Beyond learning to code: Maintaining and Writing programs


Introduction

This week, we've shown you a pretty large fraction of the core Python language. With enough patience, you could read through most of the Python documentation on your own and write code to do whatever you want. However, just as there's more to being a scientist than learning how to pipette (important a skill though that may be), there's more to writing software than learning the syntax of a language. This afternoon, I'll introduce you to a couple important skills that will serve you no matter what language you ultimately decide to program in.

The Project


Historically, the second week of the course has been dedicated to a specific project. Not only does this allow us to naturally talk about more science-specialized aspects of programming, but it also gives people in the class an opportunity to see how larger programs are structured. In years past, we've tried both coming up with our own analyses of published data, and attempted to replicate the results of a moderately computation heavy experimental paper. Both of these have ended up being a lot of work on the instructors part for not a whole lot of payoff: mostly uninteresting results, and when replicating someone else's paper, a lot of inconsistencies with no clear origin. So this year we're trying something new again:

Next week, we'll be going over some RNA-seq data that we've collected specifically for the course. These are experiments that one of the previous instructors (Mike) wanted to do anyways. We'd like to stress that this is pre-publication data, so we'd appreciate you not sharing the data beyond this course. On the other hand, it's worth noting that a lot of the analysis we'll be going through next week is exactly the analysis we wanted to do on the data. You now know enough Python to do real science (although we'll be using some more modules that make things easier).

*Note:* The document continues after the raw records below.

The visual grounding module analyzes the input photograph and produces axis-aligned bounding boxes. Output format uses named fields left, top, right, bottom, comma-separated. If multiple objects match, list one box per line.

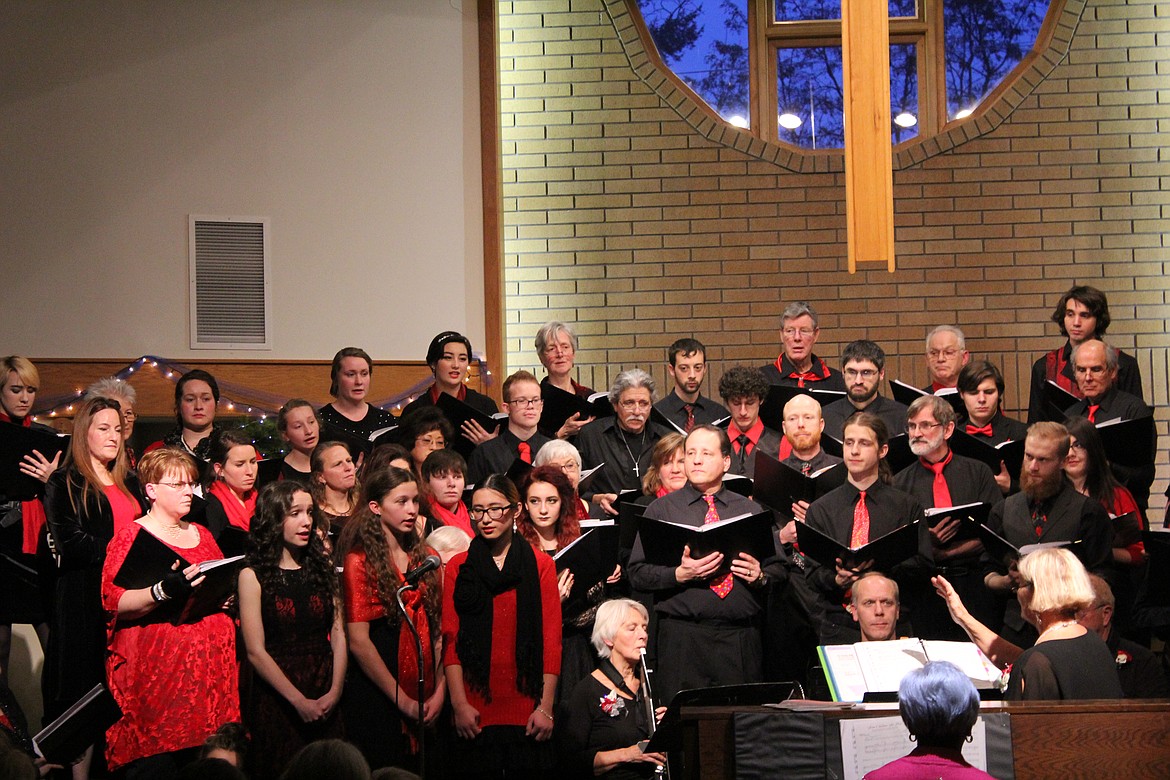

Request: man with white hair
left=576, top=369, right=670, bottom=515
left=760, top=301, right=845, bottom=392
left=924, top=325, right=970, bottom=392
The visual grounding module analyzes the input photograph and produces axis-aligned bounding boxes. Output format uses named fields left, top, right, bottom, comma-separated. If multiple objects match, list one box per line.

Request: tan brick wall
left=497, top=0, right=1170, bottom=513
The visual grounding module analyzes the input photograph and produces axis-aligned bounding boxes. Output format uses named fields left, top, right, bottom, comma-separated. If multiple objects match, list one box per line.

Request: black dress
left=1006, top=630, right=1124, bottom=701
left=557, top=675, right=656, bottom=780
left=241, top=566, right=341, bottom=779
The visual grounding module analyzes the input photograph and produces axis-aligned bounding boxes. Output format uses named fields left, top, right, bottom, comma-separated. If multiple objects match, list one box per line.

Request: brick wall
left=496, top=0, right=1170, bottom=513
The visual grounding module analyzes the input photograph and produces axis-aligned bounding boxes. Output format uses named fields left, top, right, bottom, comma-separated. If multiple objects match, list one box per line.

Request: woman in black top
left=557, top=598, right=665, bottom=779
left=318, top=348, right=397, bottom=456
left=268, top=399, right=322, bottom=485
left=400, top=332, right=498, bottom=447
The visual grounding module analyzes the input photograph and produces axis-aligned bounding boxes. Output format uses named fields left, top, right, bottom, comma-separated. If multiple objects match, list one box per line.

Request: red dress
left=100, top=523, right=239, bottom=770
left=441, top=550, right=561, bottom=727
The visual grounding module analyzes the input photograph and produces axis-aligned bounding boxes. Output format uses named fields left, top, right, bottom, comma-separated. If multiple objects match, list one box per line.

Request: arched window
left=635, top=0, right=1054, bottom=149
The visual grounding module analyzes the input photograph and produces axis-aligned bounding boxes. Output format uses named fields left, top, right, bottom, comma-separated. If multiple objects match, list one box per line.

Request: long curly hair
left=351, top=467, right=441, bottom=631
left=517, top=465, right=581, bottom=551
left=246, top=481, right=339, bottom=605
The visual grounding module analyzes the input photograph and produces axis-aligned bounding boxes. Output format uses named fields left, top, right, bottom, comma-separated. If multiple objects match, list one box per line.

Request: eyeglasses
left=928, top=349, right=960, bottom=360
left=843, top=368, right=878, bottom=379
left=618, top=399, right=651, bottom=411
left=782, top=327, right=816, bottom=338
left=542, top=343, right=573, bottom=355
left=905, top=421, right=943, bottom=433
left=508, top=397, right=543, bottom=408
left=553, top=460, right=580, bottom=474
left=156, top=481, right=197, bottom=491
left=416, top=436, right=445, bottom=448
left=1069, top=441, right=1086, bottom=452
left=121, top=410, right=137, bottom=421
left=470, top=504, right=516, bottom=520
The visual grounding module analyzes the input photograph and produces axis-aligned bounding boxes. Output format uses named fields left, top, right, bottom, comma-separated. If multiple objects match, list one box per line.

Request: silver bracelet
left=536, top=706, right=554, bottom=722
left=151, top=582, right=171, bottom=602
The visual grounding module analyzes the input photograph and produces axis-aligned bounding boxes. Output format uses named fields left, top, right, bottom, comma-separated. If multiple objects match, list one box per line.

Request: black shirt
left=760, top=353, right=846, bottom=392
left=654, top=391, right=728, bottom=431
left=781, top=449, right=843, bottom=474
left=627, top=485, right=784, bottom=621
left=318, top=403, right=397, bottom=454
left=1027, top=342, right=1144, bottom=424
left=957, top=410, right=1027, bottom=446
left=821, top=395, right=908, bottom=440
left=1006, top=631, right=1123, bottom=701
left=466, top=427, right=552, bottom=485
left=894, top=451, right=1002, bottom=562
left=576, top=418, right=669, bottom=501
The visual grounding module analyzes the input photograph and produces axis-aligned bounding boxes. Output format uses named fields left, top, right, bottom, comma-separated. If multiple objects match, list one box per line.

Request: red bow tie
left=965, top=423, right=994, bottom=437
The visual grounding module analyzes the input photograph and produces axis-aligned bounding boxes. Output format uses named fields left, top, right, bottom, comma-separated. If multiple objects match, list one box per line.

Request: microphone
left=404, top=554, right=442, bottom=585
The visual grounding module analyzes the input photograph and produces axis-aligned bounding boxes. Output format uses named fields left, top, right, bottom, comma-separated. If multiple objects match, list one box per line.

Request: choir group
left=1, top=284, right=1167, bottom=780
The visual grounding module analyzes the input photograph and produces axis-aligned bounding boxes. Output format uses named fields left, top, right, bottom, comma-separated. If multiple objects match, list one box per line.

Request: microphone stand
left=396, top=582, right=426, bottom=777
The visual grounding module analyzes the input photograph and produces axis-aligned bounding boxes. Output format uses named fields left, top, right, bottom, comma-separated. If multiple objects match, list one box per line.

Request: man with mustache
left=1065, top=339, right=1155, bottom=512
left=576, top=369, right=669, bottom=516
left=760, top=301, right=846, bottom=392
left=1026, top=285, right=1145, bottom=424
left=654, top=338, right=728, bottom=432
left=822, top=340, right=908, bottom=440
left=894, top=396, right=1001, bottom=640
left=983, top=422, right=1112, bottom=647
left=717, top=365, right=781, bottom=479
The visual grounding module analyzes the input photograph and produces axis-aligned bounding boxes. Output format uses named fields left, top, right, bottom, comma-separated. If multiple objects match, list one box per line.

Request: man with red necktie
left=1026, top=285, right=1145, bottom=424
left=894, top=395, right=1002, bottom=640
left=956, top=361, right=1027, bottom=495
left=759, top=302, right=846, bottom=393
left=653, top=338, right=728, bottom=433
left=983, top=422, right=1113, bottom=647
left=1064, top=339, right=1155, bottom=512
left=626, top=425, right=785, bottom=701
left=804, top=412, right=931, bottom=645
left=466, top=370, right=551, bottom=485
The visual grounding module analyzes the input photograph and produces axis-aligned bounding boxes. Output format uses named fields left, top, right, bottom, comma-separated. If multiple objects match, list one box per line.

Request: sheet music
left=839, top=716, right=987, bottom=779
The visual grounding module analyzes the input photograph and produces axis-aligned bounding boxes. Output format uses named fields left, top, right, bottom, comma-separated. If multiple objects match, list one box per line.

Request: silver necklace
left=617, top=426, right=647, bottom=477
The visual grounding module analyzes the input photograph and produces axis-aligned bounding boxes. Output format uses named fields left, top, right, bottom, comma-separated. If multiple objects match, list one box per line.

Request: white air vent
left=189, top=215, right=271, bottom=349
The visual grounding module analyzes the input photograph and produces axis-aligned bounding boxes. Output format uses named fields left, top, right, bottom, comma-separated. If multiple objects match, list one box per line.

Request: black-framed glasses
left=470, top=504, right=517, bottom=520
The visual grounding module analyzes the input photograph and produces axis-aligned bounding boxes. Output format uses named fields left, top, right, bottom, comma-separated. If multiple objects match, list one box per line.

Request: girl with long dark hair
left=342, top=467, right=444, bottom=772
left=238, top=481, right=345, bottom=779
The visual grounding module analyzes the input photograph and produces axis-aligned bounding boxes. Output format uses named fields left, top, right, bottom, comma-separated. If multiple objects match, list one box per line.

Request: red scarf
left=207, top=479, right=257, bottom=531
left=776, top=355, right=831, bottom=387
left=397, top=581, right=434, bottom=750
left=2, top=413, right=49, bottom=554
left=427, top=496, right=473, bottom=537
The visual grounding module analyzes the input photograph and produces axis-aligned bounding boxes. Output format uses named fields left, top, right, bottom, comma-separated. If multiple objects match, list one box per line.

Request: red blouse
left=441, top=550, right=561, bottom=728
left=103, top=484, right=143, bottom=536
left=100, top=523, right=239, bottom=770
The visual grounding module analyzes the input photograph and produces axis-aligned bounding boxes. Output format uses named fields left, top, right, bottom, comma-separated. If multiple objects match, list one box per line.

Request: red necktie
left=922, top=452, right=953, bottom=508
left=703, top=494, right=733, bottom=598
left=965, top=423, right=994, bottom=437
left=850, top=490, right=870, bottom=549
left=518, top=441, right=531, bottom=464
left=1087, top=404, right=1099, bottom=423
left=683, top=403, right=696, bottom=433
left=800, top=460, right=812, bottom=476
left=1031, top=501, right=1048, bottom=538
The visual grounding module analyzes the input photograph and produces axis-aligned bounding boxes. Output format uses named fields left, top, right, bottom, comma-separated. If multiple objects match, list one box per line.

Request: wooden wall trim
left=479, top=0, right=505, bottom=401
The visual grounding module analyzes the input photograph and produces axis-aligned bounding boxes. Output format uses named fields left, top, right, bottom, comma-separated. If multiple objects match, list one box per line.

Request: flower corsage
left=599, top=689, right=626, bottom=718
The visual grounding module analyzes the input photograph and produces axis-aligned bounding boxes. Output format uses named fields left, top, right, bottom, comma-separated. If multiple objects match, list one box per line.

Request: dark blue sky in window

Now, here's the project: In bacterial transcription, there are two major ways that transcripts are terminated. The first, intrinsic termination, a hairpin forms in the elongating RNA that destabilizes the elongation complex. These hairpins can be located using RNA secondary structure predictors. The second major mechanism for termination is factor-dependent. Approximately half of the factor-dependent termination sites depend on the protein Rho. Rho is a hexameric ATPase that binds to the elongating RNA and disrupts translocation of the elongation complex. Rho binds to a pyrimidine rich (C/T/U) region, but there hasn't been any identified binding motif.

Some genomics work has been done on bicyclomycin (BCM) treatment of E. coli, which inhibits Rho. In particular, there are expression microarrays and ChIP-chip studies that have been done, but each of these has distinct flaws that limit our ability to draw the conclusions we'd like. The microarray study was performed using a pre-designed Affymetrix chip that is focused on the gene transcription, rather than the UTRs. While there are some conclusions to be drawn from this, it misses the most interesting part of the effect of Rho inhibition. The ChIP-chip study attempts to identify Rho-dependent genes, but due to the lack of a good antibody for Rho, instead looks at RNAP binding, and uses that as a proxy for Rho binding. Furthermore, microarray studies in general have problems with linearity: twice as bright a spot on the array does not necessarily mean that there's twice as much RNA.

What we decided to do was the simplest thing that could possibly work: Look at the transcriptome in three different concentrations of BCM, at two different time points after treatment. Then, we do RNAseq on each of those samples.

Homework


First, it's critically important that you understand what RNAseq is. If you're not familiar with Illumina high throughput sequencing, you might try reading this page from Oregon HSU: http://www.ohsu.edu/xd/research/research-cores/mpssr/project-design/mpssr_sequencing_technology.cfm . The technology we used is the Illumina HiSeq, which is fundamentally similar to the GA IIx, but with about 10 times more reads per lane. For more on RNAseq in particular, this review is pretty straightforward: http://www.ncbi.nlm.nih.gov/pmc/articles/PMC2949280/

Source code control

Good record-keeping is of the utmost importance in science, and it turns out to be really, really helpful in programming too. Sometimes, the "improvements" you make to a large piece of software actually break something that you weren't thinking about, so it's nice to have a record of what you did when, and easily be able to go back to previous versions. Alternatively, you could have multiple different versions of the same piece of software floating around lab, and if you're not careful, it's easy to make one set of modifications to one version, and a different set of modifications to another version.

This is problem isn't specific to just scientists, and the software engineering community has come up with a number of different software tools to help keep track of the changes that get made to source code. These are called Version Control Systems, and today I'll be showing you a brief overview of one, called Git.

git init

The first thing you'll want to do is initialize a new repository. A repository is just the term for a collection of files that Git will keep track of. From the command line, the way to do this is straightforward.
$ git init
Initialized empty Git repository in /Users/pcombs/Documents/PythonCourse2011/.git/
What it's saying is that it's created a directory called ".git" inside of the PythonCourse directory. By convention, Unix-derived operating systems (like Linux and Mac OS X) hide things that begin with a . by default, though it is possible to get them to show up using the ls -a instead of just ls. For the most part, though, you won't need to muck about in .git directly anyways, so don't worry too much about it.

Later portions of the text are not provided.